Mounted on the helmet, however, where the ‘hot spot’ tracks with your head movements, and with the angle set correctly, we were able to illuminate exactly what we were looking at: corner apexes, potholes caught on the periphery of the main light, and drivers at junctions or coming towards us. Using it in this manner, effectively as a mini spot light, is, in our view, a better use of the Macro Drive than as a solo bar mounted device.
Riding at the front of a pack, with fast moving colleagues on an evening club run, we found that the Macro Drive just wasn’t bright enough when used as a solo front light. It was overwhelmed by the more highly-powered equipment of the riders with which were variously paired. As a high level, helmet-mounted highlighter, however, the Macro Drive came into its own.
It’s worth bearing in mind that if speed missions on unlit country lanes are not part of your riding repertoire, and commuting in town under the glow of street lights is, the Macro Drive is likely to offer all the illumination you’ll need.
USB recharging proved a doddle. The standard connections mean that, if you have left the supplied cable at the other end of your commute, someone at home or in the office is likely to have a spare you can borrow. The resin end cap and seal protected the electronics inside from the torrential rain that blighted much of our test period, and the unit has survived one accidental drop onto tarmac, as well as a full immersion in a pint of beer to prove a point.

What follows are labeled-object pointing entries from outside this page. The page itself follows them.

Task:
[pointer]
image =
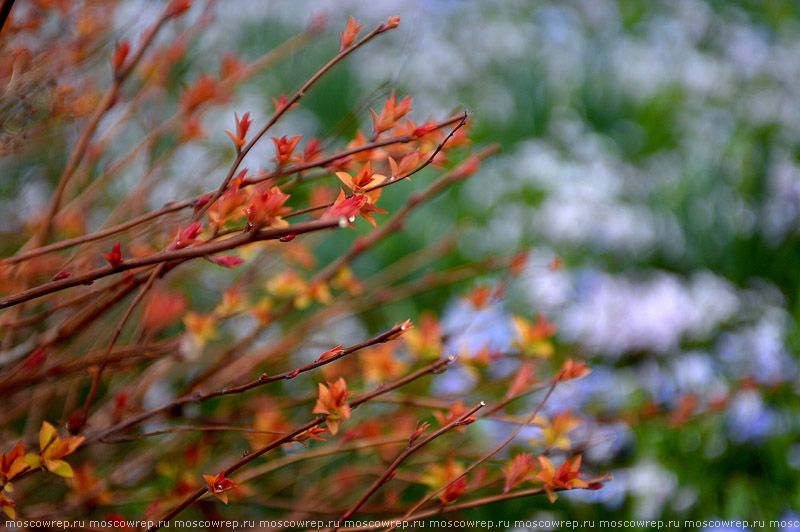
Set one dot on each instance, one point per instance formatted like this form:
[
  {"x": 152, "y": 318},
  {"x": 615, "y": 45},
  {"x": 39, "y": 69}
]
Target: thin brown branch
[
  {"x": 411, "y": 449},
  {"x": 593, "y": 482},
  {"x": 86, "y": 135},
  {"x": 436, "y": 367},
  {"x": 168, "y": 256},
  {"x": 200, "y": 397},
  {"x": 281, "y": 110},
  {"x": 492, "y": 452}
]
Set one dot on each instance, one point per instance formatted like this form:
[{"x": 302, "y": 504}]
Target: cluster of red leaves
[{"x": 178, "y": 332}]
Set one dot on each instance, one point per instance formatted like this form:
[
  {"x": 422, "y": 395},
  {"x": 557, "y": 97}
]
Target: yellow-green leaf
[
  {"x": 59, "y": 467},
  {"x": 33, "y": 460},
  {"x": 46, "y": 435}
]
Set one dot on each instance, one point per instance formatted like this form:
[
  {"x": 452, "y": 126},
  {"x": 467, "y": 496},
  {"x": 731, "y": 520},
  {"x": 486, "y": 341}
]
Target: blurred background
[{"x": 654, "y": 149}]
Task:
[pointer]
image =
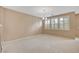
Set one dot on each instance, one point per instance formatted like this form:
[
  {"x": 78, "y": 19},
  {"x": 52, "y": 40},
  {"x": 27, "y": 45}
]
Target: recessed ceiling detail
[{"x": 41, "y": 11}]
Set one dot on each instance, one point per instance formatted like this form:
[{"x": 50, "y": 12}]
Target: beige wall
[
  {"x": 17, "y": 25},
  {"x": 70, "y": 33}
]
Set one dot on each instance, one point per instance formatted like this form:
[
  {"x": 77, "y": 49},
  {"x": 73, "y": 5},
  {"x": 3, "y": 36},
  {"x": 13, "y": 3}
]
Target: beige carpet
[{"x": 41, "y": 43}]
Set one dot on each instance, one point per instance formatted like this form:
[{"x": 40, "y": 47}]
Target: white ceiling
[{"x": 47, "y": 11}]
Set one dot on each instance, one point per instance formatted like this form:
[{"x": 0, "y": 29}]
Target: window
[
  {"x": 61, "y": 23},
  {"x": 56, "y": 24},
  {"x": 66, "y": 23},
  {"x": 47, "y": 24}
]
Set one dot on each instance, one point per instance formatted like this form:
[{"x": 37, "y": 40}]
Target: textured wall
[
  {"x": 17, "y": 25},
  {"x": 70, "y": 33}
]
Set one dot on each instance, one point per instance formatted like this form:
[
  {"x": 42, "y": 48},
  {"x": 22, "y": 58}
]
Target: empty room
[{"x": 39, "y": 29}]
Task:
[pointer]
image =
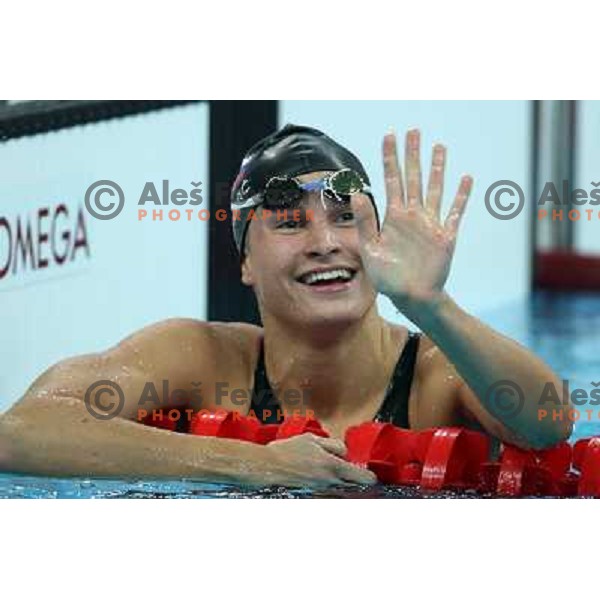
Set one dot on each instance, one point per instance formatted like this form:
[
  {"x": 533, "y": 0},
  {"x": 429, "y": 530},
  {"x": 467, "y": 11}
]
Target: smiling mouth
[{"x": 328, "y": 277}]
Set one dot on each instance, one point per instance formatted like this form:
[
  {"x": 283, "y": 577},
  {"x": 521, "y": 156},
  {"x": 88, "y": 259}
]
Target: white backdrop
[{"x": 136, "y": 272}]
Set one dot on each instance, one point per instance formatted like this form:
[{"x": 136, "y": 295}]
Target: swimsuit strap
[
  {"x": 263, "y": 398},
  {"x": 394, "y": 408}
]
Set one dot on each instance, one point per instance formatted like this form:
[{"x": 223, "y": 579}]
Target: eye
[
  {"x": 289, "y": 224},
  {"x": 345, "y": 217}
]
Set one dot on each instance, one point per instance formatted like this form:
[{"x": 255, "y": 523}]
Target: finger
[
  {"x": 412, "y": 159},
  {"x": 394, "y": 188},
  {"x": 349, "y": 472},
  {"x": 435, "y": 187},
  {"x": 364, "y": 217},
  {"x": 332, "y": 445},
  {"x": 457, "y": 210}
]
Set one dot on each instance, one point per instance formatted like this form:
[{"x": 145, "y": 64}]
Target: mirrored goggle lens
[
  {"x": 282, "y": 193},
  {"x": 346, "y": 182}
]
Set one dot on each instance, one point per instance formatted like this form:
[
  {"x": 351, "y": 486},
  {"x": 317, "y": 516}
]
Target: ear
[{"x": 247, "y": 277}]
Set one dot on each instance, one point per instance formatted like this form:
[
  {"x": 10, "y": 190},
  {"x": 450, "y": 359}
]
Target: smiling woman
[{"x": 316, "y": 281}]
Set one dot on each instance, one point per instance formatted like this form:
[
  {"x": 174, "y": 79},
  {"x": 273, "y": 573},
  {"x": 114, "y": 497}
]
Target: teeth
[{"x": 344, "y": 274}]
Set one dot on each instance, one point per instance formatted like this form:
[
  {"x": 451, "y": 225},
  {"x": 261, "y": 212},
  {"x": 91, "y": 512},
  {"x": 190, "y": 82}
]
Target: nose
[{"x": 322, "y": 239}]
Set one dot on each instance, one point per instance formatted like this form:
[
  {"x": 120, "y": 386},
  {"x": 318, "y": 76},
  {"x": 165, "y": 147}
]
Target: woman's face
[{"x": 305, "y": 266}]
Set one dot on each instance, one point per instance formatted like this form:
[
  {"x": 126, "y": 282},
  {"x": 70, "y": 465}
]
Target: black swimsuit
[{"x": 394, "y": 408}]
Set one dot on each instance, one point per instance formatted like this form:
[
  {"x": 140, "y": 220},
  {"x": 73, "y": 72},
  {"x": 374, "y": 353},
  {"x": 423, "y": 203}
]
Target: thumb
[{"x": 364, "y": 216}]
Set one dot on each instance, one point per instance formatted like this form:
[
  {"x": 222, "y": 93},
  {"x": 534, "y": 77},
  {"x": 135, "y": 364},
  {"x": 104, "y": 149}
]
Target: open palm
[{"x": 409, "y": 259}]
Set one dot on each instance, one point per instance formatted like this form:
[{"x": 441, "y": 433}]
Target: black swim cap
[{"x": 293, "y": 150}]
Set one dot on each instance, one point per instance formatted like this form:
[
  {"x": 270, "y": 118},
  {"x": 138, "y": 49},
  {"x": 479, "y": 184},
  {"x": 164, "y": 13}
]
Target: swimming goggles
[{"x": 284, "y": 191}]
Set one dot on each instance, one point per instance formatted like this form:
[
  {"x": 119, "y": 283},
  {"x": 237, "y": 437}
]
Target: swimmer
[{"x": 316, "y": 281}]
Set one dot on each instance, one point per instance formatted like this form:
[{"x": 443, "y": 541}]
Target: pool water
[{"x": 562, "y": 329}]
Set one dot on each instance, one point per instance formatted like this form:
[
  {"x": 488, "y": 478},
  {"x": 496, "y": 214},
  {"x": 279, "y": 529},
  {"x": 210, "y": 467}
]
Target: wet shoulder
[{"x": 207, "y": 349}]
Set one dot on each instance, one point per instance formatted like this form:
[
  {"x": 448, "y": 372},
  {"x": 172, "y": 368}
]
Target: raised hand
[{"x": 409, "y": 259}]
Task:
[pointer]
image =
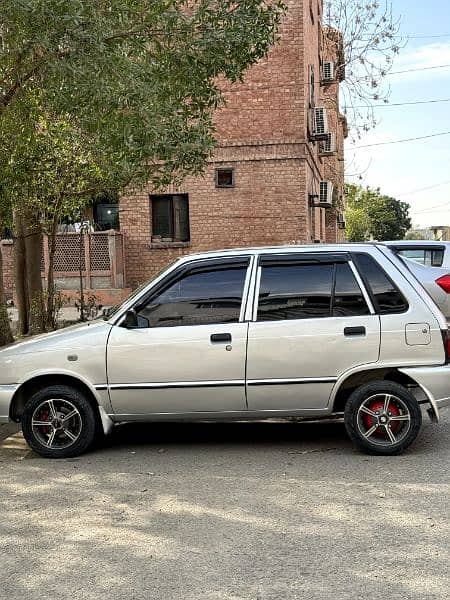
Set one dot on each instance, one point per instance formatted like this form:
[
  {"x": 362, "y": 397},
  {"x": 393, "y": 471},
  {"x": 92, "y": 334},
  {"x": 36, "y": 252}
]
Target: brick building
[
  {"x": 276, "y": 176},
  {"x": 274, "y": 161}
]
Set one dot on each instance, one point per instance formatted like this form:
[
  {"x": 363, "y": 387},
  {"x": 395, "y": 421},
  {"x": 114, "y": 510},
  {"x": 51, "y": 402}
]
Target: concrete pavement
[{"x": 267, "y": 511}]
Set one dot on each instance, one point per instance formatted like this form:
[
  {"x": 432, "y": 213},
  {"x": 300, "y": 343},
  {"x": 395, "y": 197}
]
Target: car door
[
  {"x": 187, "y": 352},
  {"x": 312, "y": 321}
]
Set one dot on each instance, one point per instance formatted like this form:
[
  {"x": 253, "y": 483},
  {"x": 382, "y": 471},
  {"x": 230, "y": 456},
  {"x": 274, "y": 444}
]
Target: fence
[{"x": 100, "y": 255}]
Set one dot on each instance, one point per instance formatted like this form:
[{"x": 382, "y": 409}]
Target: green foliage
[
  {"x": 138, "y": 80},
  {"x": 372, "y": 215}
]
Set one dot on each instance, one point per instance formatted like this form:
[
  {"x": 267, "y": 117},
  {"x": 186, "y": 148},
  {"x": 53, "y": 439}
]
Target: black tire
[
  {"x": 381, "y": 426},
  {"x": 58, "y": 400}
]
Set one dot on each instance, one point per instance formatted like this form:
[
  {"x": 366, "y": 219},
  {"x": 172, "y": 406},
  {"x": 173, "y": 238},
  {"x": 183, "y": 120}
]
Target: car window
[
  {"x": 302, "y": 291},
  {"x": 348, "y": 299},
  {"x": 428, "y": 257},
  {"x": 197, "y": 298},
  {"x": 295, "y": 292},
  {"x": 387, "y": 297}
]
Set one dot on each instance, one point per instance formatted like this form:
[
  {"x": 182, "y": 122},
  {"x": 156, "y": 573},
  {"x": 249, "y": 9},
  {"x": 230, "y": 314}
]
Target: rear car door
[{"x": 312, "y": 322}]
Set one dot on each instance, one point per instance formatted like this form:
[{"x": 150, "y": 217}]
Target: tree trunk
[
  {"x": 5, "y": 329},
  {"x": 33, "y": 253},
  {"x": 20, "y": 276},
  {"x": 50, "y": 309}
]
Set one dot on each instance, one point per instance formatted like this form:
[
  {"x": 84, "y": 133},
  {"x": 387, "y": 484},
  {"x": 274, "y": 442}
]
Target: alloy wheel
[{"x": 56, "y": 423}]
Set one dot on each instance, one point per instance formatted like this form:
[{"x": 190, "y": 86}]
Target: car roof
[
  {"x": 416, "y": 243},
  {"x": 291, "y": 248}
]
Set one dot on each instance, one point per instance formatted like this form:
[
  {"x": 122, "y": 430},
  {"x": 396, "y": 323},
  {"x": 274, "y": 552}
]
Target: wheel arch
[{"x": 348, "y": 383}]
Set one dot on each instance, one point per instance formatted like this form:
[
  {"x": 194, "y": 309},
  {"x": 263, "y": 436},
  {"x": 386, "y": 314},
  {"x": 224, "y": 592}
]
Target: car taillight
[
  {"x": 446, "y": 340},
  {"x": 444, "y": 283}
]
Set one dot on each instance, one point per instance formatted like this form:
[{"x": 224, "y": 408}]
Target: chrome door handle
[
  {"x": 221, "y": 338},
  {"x": 354, "y": 331}
]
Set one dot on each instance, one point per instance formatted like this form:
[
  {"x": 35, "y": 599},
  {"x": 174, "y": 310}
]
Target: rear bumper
[
  {"x": 435, "y": 382},
  {"x": 6, "y": 395}
]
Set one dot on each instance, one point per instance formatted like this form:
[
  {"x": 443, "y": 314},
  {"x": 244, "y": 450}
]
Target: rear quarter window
[{"x": 386, "y": 296}]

The button acts not only as the on/off control; it also provides a useful indication of the state of charge. Green and red LEDs illuminate under the rubber nobble to warn of low power or to indicate a fully charged unit.
We considered the side cuts in the lens housing to be insufficient when using the Micro Drive, and we have the same opinion of those on the Macro Drive. A deeper scoop from the housing would be more effective, in our opinion, especially when mounted on the handlebar, where the side of the light is partially obscured by the brake lever hoods.
The Lezyne Macro Drive sells for £54.99 when bought as a single unit, or £84.99 when purchased with the Micro Drive rear light. The combination offers a formidable commuting set up. Add the helmet mount to broaden the Macro Drive’s use to include more intense, faster paced riding, but don’t select it as a sole bar-mounted device for riding at high speed on unlit roads. Something more powerful is required for such use.